The paper excludes N/A items from MAE calculation. This is valid because: 1. It matches clinical reality (can't score what wasn't discussed) 2. It focuses accuracy metrics on what the system actually predicted 3. Coverage is reported separately so you know how much was skipped


What This Means for Going Forward

Potential Improvements

  1. Better Evidence Extraction
  2. Reduce malformed JSON rates via prompt tightening and/or an explicit repair step
  3. Could improve coverage by reducing empty-evidence cases

  4. Prompt Engineering

  5. Adjust how we ask the LLM to extract evidence
  6. Be more explicit about valid output formats

What the Results Will Tell Us

When you run a reproduction/evaluation, you'll see: - MAE_item: Average error per item (compare to paper's 0.619) - Coverage: Percentage of items with predictions - By-participant breakdown: Which patients were harder to assess

If our MAE is close to 0.619 with reasonable coverage, we've successfully reproduced the paper's methodology.


Summary

In one sentence: The system extracts symptom-related quotes from interviews, optionally retrieves similar examples, predicts 0-3 scores per PHQ-8 item (or N/A if insufficient evidence), and we evaluate accuracy and abstention jointly via coverage-aware metrics (AURC/AUGRC) plus item-level MAE on predicted items.

Known limitation: Item-level PHQ-8 scoring from transcript-only evidence is often underdetermined because PHQ-8 is a 2-week frequency instrument. This is a dataset/task constraint, not just an engineering issue; see docs/clinical/task-validity.md.


Technical Appendix: Paper-Specified Parameters

From the paper (Section 2.4.2 and Appendix D):

LLM Calls Per Participant

Step Model Purpose
1. Evidence Extraction Gemma 3 27B Find relevant quotes for each PHQ-8 item
2. Scoring Gemma 3 27B Predict 0-3 scores using evidence + examples

Total: 2 LLM calls per participant (plus embedding calls)

Few-Shot Hyperparameters (Paper Appendix D)

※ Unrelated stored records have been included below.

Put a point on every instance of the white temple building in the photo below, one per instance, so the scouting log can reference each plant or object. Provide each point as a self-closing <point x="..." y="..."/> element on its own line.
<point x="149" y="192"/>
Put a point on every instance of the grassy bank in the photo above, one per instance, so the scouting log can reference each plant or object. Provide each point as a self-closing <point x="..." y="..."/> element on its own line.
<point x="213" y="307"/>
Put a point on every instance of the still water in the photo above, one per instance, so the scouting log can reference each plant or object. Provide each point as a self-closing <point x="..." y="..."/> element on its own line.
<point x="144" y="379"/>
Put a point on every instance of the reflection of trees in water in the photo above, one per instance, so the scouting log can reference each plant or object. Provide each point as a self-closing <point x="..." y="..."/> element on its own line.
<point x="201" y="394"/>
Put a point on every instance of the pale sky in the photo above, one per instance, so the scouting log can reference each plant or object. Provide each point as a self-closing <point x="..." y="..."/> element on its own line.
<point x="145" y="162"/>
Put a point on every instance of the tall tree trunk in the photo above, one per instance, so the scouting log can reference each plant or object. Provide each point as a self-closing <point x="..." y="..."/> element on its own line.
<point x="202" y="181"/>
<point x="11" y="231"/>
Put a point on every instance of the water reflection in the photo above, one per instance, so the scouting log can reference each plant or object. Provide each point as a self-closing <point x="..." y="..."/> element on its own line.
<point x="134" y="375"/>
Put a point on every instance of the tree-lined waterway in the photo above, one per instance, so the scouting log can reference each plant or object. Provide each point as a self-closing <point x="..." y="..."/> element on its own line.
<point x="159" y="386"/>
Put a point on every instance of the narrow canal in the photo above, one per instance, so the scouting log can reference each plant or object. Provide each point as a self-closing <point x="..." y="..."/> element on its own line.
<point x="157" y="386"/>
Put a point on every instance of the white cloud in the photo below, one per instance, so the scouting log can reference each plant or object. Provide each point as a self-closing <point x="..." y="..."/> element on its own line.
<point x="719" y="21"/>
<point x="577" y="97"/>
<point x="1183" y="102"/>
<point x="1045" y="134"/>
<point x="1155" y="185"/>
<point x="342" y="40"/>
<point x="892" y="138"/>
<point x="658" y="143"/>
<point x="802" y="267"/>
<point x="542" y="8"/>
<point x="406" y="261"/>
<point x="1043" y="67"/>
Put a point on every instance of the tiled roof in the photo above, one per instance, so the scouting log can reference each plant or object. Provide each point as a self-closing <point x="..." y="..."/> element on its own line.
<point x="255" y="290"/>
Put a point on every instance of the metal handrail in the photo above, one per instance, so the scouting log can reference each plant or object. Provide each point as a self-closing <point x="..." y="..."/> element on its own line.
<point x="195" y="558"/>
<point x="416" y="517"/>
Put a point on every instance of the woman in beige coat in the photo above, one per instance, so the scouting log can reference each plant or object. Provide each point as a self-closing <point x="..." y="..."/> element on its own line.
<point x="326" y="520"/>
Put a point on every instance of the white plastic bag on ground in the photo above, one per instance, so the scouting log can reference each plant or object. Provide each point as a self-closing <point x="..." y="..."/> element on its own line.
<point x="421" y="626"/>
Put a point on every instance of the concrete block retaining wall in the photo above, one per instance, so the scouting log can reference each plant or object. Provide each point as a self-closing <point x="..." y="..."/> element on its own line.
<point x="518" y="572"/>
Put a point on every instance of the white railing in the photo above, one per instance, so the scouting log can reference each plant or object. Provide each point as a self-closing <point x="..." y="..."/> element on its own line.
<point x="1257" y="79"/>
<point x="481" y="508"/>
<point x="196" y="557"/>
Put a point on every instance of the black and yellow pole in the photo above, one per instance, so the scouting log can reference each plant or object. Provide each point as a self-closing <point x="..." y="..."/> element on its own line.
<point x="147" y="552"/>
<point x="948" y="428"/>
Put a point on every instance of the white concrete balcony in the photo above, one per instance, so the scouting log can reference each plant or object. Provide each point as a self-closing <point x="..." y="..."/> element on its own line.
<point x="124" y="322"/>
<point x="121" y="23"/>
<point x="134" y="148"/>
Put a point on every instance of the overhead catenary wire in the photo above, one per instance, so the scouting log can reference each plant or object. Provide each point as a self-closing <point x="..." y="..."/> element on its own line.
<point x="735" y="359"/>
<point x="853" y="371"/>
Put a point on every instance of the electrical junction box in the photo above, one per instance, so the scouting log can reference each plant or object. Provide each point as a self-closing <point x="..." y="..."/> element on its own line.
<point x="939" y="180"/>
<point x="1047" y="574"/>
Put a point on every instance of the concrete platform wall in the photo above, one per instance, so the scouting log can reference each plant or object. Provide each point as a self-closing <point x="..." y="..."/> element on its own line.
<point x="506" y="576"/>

Parameter Optimal Value What It Means
N_example 2 Number of similar examples per PHQ-8 item
N_chunk 8 Lines per transcript chunk
Step size 2 Sliding window overlap
Dimension 4096 Embedding vector size

Maximum reference chunks per participant: 2 examples × 8 items = 16 chunks

How Similar Examples Are Found

  1. Training transcripts are pre-chunked (8 lines each, sliding by 2)
  2. Each chunk is pre-embedded using Qwen 3 8B Embedding (4096 dimensions)
  3. For a new patient:
  4. Evidence extracted by LLM is embedded
  5. Cosine similarity finds the 2 most similar training chunks per item
  6. Those chunks + their ground truth scores become the "few-shot examples"

Paper Results (Section 3.2)

Mode MAE Notes
Zero-shot 0.796 No examples, just prompt
Few-shot 0.619 With 2 similar examples per item
Few-shot + MedGemma 0.505 Better MAE but fewer predictions

The paper reports that few-shot reduced MAE by 22% compared to zero-shot; reproduction results may differ depending on model/backend and retrieval configuration.